3. In Default (Cold Potato) routing, where does Prisma Access typically egress traffic destined for the internet?

4. In Hot Potato routing, where does Prisma Access typically egress traffic destined for the internet?

5. Which routing method generally offers better, more consistent performance by leveraging the Prisma Access backbone?

6. A user in London accesses a web server in California. Using Default (Cold Potato) routing, what is the most likely region for the source IP address seen by the web server?

7. A user in London accesses a web server in California. Using Hot Potato routing, what is the most likely region for the source IP address seen by the web server?

8. What is the primary role of BGP communities sent *by* Prisma Access *to* a customer over a Service Connection?

9. How does Prisma Access determine the "closest" egress PoP in Default routing?

10. Why doesn't Prisma Access typically send the full internet BGP routing table to customers?
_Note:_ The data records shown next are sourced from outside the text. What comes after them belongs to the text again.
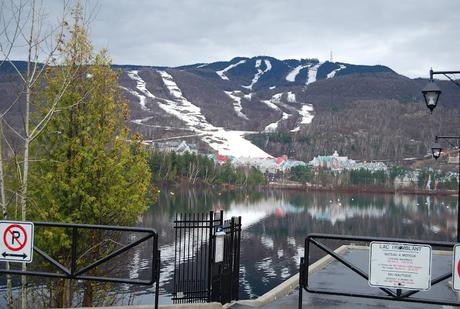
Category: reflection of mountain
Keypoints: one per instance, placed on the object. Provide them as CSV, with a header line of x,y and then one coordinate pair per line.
x,y
275,224
338,212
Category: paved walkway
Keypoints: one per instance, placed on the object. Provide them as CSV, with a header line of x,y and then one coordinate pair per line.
x,y
334,276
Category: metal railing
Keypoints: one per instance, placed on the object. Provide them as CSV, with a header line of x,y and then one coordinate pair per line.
x,y
81,272
388,294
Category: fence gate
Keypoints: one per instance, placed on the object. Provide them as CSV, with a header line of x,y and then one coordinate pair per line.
x,y
197,277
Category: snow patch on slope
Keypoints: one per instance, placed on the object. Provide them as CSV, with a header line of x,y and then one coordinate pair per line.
x,y
141,87
231,143
332,74
293,74
272,127
306,116
222,72
291,97
236,103
259,73
312,71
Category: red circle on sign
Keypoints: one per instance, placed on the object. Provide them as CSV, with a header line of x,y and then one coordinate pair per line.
x,y
8,231
458,268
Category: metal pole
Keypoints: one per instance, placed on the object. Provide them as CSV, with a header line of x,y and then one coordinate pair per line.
x,y
458,196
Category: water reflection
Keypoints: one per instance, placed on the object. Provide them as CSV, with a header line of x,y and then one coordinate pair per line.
x,y
275,224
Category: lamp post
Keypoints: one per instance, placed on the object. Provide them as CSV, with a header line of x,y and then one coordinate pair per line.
x,y
431,93
436,151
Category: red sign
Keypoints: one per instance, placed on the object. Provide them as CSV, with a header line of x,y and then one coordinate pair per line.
x,y
16,241
15,237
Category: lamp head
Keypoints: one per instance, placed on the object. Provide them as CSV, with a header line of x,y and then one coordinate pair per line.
x,y
431,93
436,150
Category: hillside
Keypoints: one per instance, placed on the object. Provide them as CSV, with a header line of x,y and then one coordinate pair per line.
x,y
301,108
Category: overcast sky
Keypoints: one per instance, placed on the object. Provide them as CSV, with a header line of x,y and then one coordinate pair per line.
x,y
410,36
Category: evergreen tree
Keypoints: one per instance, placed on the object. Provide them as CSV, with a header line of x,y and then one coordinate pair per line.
x,y
87,170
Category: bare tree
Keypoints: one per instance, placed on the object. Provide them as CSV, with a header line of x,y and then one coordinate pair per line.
x,y
24,31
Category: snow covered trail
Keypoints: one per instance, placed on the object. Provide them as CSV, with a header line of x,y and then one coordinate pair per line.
x,y
306,116
230,143
237,103
260,72
312,71
222,72
332,74
272,127
293,74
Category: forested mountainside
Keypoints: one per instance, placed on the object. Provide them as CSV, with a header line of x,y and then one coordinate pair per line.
x,y
301,108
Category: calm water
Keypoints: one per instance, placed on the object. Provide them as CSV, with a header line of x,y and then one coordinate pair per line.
x,y
275,224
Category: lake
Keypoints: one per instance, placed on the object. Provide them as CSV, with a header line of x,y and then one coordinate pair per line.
x,y
276,222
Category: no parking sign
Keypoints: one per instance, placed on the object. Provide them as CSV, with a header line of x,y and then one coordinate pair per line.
x,y
16,241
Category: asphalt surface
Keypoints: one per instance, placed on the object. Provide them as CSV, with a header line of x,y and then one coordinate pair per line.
x,y
336,277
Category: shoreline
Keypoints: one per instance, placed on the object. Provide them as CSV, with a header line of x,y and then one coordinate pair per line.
x,y
300,187
311,188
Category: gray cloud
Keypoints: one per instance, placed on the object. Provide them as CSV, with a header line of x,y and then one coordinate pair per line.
x,y
410,36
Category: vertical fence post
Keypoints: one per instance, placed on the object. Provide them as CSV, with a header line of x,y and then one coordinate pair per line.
x,y
210,253
73,265
158,267
301,280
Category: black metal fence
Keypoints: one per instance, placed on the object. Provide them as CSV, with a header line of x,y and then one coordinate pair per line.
x,y
226,275
77,271
197,277
193,256
388,294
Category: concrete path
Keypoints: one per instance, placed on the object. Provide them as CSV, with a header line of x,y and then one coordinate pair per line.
x,y
331,275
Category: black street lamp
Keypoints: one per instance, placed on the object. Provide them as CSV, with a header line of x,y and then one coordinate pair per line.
x,y
436,150
431,92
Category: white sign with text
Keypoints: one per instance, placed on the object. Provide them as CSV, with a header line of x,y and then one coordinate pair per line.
x,y
16,241
456,268
400,265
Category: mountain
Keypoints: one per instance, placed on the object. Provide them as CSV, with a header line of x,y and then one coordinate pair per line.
x,y
301,108
297,107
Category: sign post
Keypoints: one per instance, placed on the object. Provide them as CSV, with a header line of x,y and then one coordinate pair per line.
x,y
400,266
16,241
456,268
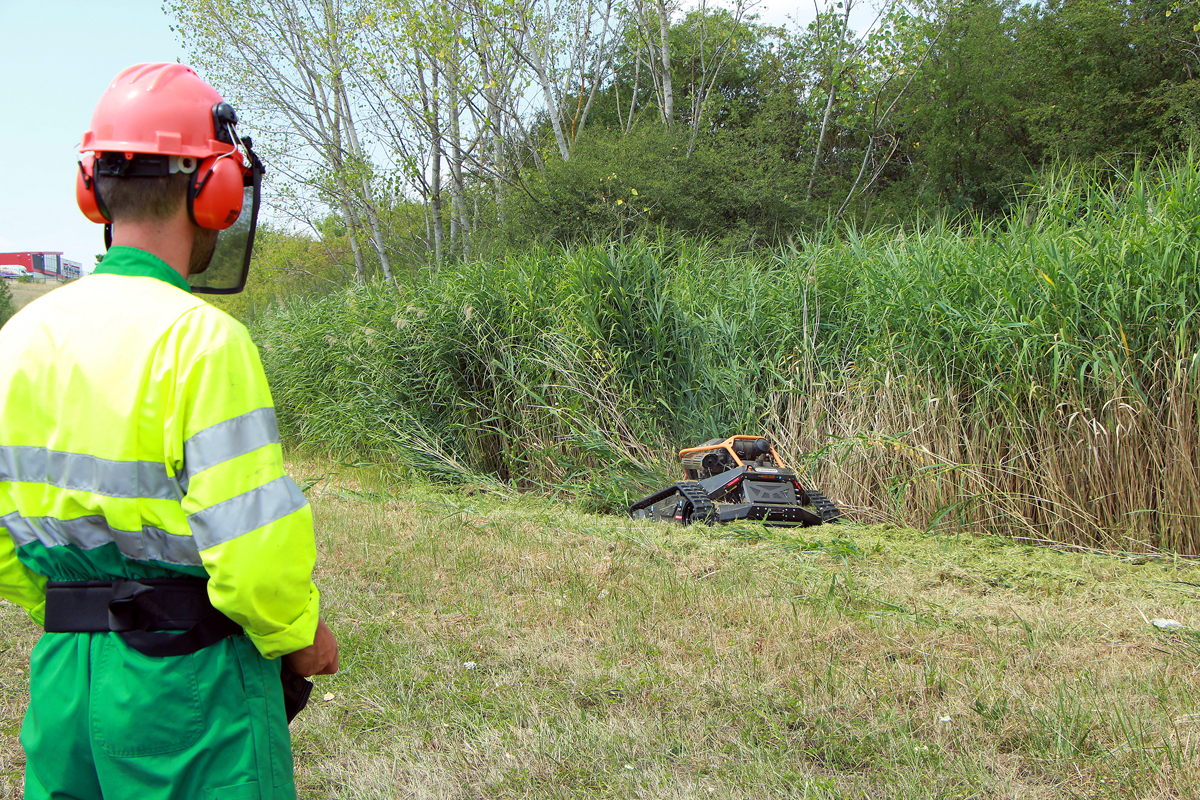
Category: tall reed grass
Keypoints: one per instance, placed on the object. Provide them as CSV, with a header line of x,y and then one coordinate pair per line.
x,y
1036,377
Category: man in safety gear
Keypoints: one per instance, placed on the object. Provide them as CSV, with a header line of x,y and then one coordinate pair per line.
x,y
145,519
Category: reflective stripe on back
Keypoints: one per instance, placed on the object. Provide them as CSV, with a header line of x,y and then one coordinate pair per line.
x,y
249,511
115,479
88,533
227,440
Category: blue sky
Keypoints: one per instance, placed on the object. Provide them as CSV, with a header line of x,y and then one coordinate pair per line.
x,y
57,59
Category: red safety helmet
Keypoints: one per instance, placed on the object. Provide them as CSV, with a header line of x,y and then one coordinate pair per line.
x,y
160,119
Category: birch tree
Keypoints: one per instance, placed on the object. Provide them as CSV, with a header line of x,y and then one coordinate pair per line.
x,y
286,61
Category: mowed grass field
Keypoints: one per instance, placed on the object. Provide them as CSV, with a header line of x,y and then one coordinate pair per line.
x,y
27,293
496,647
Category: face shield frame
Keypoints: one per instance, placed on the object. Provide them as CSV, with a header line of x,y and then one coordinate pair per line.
x,y
229,265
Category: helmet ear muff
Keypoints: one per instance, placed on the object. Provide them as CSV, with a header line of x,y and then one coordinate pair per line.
x,y
215,193
88,193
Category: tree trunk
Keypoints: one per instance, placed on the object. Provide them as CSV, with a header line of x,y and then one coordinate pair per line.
x,y
834,77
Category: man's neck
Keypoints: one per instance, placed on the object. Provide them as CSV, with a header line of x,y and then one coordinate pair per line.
x,y
168,239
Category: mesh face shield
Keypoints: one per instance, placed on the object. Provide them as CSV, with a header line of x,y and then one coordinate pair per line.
x,y
229,266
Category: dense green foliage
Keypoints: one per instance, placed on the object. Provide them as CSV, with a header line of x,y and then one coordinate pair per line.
x,y
553,366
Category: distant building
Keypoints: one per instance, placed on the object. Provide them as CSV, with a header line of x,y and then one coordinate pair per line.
x,y
45,264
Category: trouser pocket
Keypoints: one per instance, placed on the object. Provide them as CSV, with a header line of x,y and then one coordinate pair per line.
x,y
144,705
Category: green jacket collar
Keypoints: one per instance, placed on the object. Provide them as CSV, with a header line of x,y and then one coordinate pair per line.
x,y
137,263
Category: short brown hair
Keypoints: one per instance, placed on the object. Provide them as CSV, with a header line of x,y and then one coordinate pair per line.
x,y
142,198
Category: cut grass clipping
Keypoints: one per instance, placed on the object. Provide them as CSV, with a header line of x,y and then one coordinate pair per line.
x,y
504,649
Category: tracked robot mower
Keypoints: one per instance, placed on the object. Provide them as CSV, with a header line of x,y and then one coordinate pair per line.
x,y
741,477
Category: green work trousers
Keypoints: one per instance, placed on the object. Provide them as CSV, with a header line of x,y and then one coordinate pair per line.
x,y
106,722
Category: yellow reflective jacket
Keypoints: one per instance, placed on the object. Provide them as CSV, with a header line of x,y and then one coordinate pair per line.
x,y
138,440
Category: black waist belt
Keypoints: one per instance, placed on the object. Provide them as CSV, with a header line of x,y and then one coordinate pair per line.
x,y
157,617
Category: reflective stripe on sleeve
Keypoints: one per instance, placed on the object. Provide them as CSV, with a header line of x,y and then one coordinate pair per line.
x,y
227,440
89,533
249,511
115,479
11. What is the primary mechanism Prisma Access uses to prevent sending the full internet BGP table to customers?

12. If a customer has two Service Connections and wants Prisma Access to prefer SC1 for traffic coming *back* to their network, what is the recommended BGP method?

13. What is the default private ASN Prisma Access can use for BGP peering over Service Connections if the customer doesn't use their public ASN?

14. Which scenario might be a valid, though less common, reason to use Hot Potato routing?

15. Does the customer's choice of sending BGP communities to Prisma Access directly control whether Prisma Access uses Hot Potato or Cold Potato for *internet egress*?

16. The "Cold Potato" routing analogy compares Prisma Access to:

17. Prisma Access utilizes its internal backbone extensively for transit under which routing model?

18. What kind of internal view of internet routing does Prisma Access maintain to make optimal path decisions?

19. If a customer sees BGP routes advertised from Prisma Access with communities like `65534:8101`, what does this likely signify?

20. Which factor is LEAST likely to be directly considered by Prisma Access when choosing the optimal egress PoP in Default Routing?